Infantile hemangiomas are the most common tumors of infancy. They typically proliferate during the first year of life and involute during the first decade. Hemangiomas are characterized by disorganized vascular growth and the clonal proliferation of hemangioma endothelial cells (hemECs). They may require therapeutic intervention if they are large or compromise eating, breathing, or other functions. Glucocorticoids are effective in some, but not all, cases.
The Central Feature of the Model is Imbalanced Expression Between the Decoy Receptor, VEGFR1, and VEGFR2 and Their Interrelated Signaling Pathways.
The Central Feature of the Model is Imbalanced Expression Between the Decoy Receptor, VEGFR1, and VEGFR2 and Their Interrelated Signaling Pathways.
Jinnin, et al., from Bjorn Olsen’s lab at Harvard, compared cultured hemECs from nine infantile hemangioma patients to cultured human dermal microvascular endothelial cells (HDMECs) from normal individuals. They found that expression of vascular endothelial growth factor receptor-1 (VEGFR1) in hemECs was decreased compared to HDMECs. VEGFR1 is a decoy receptor that competes for binding of VEGF to VEGFR2. The resulting low VEGFR1 expression in hemECs results in increased VEGFR2 expression (see Figure). Activation of downstream VEGFR2 signaling pathways results in increased expression of VEGF, the glucose transporter GLUT-1, and several phosphorylated proteins, including phospho-ERK and phospho-Akt. Constitutive VEGFR2 signaling in hemECs was decreased by soluble VEGFR1 or antibodies that neutralize VEGF or stimulate β1 integrin.
The authors identified a putative promoter for the transcription factor, nuclear factor of activated T cells (NFAT), in the gene encoding VEGFR1 (FLT1) and found that transcription of FLT1 in HDMECs was NFAT-dependent. The expression of NFAT and several of its target genes, including FLT1 and the gene for cycloxygenase-2 (PTSG2), was decreased in hemECs. NFAT is a known target of VEGFR2 signaling in endothelial cells. Because VEGFR2 signaling is up-regulated in hemECs, the finding of decreased NFAT activity was unexpected.

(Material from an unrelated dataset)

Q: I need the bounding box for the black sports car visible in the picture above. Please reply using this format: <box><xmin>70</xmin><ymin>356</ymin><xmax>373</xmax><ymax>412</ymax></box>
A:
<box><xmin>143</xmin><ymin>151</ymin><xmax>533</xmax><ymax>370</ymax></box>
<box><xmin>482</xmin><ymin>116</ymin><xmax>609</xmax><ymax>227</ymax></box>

Further investigation using the clue that NFAT activation and integrin signaling are both Ca2+-dependent led to the identification of β1 integrin as an NFAT activator. Immunoprecipitation experiments revealed that the integrin-like receptor tumor endothelial marker-8 (TEM8), VEGFR2, and β1 integrin form a complex on the surface of HDMECs and hemECs. Sequencing of 24 candidate genes led to the identification of missense mutations in genes encoding VEGFR2 (KDR) or TEM8 (ANTXR1, the anthrax receptor) in three of the nine patients. Experiments involving heterologous expression of wild-type and mutant genes in hemECs and HDMECs, respectively, revealed an increased interaction between VEGFR2, TEM8, and β1 integrin in hemECs. However, in hemECs, β1 integrin is present in an inactive state, apparently accounting for the anomalous decrease in activated NFAT.
In Brief
The study by Jinnin, et al. is important because it provides a mechanistic model that describes the development of hemangiomas. The central feature of the model is imbalanced expression between the decoy receptor, VEGFR1, and VEGFR2 and their interrelated signaling pathways (see Figure). The model accounts for previously described molecular changes in hemangiomas, such as increased expression of GLUT1, which has been used to differentiate hemangiomas from other vascular lesions. Further analysis of the VEGFR1 and VEGFR2 pathways may reveal additional insights into the pathophysiology of the growth and involution of hemangiomas. Also, additional genetic abnormalities that contribute to the development of hemangiomas may be discovered. The finding that VEGFR1/VEGFR2 balance can be modified by extracellular ligands suggests a novel therapeutic approach to the treatment of hemangiomas. Bevacizumab, an anti-VEGF antibody that is approved by the FDA for the treatment of metastatic cancer, is a potential candidate.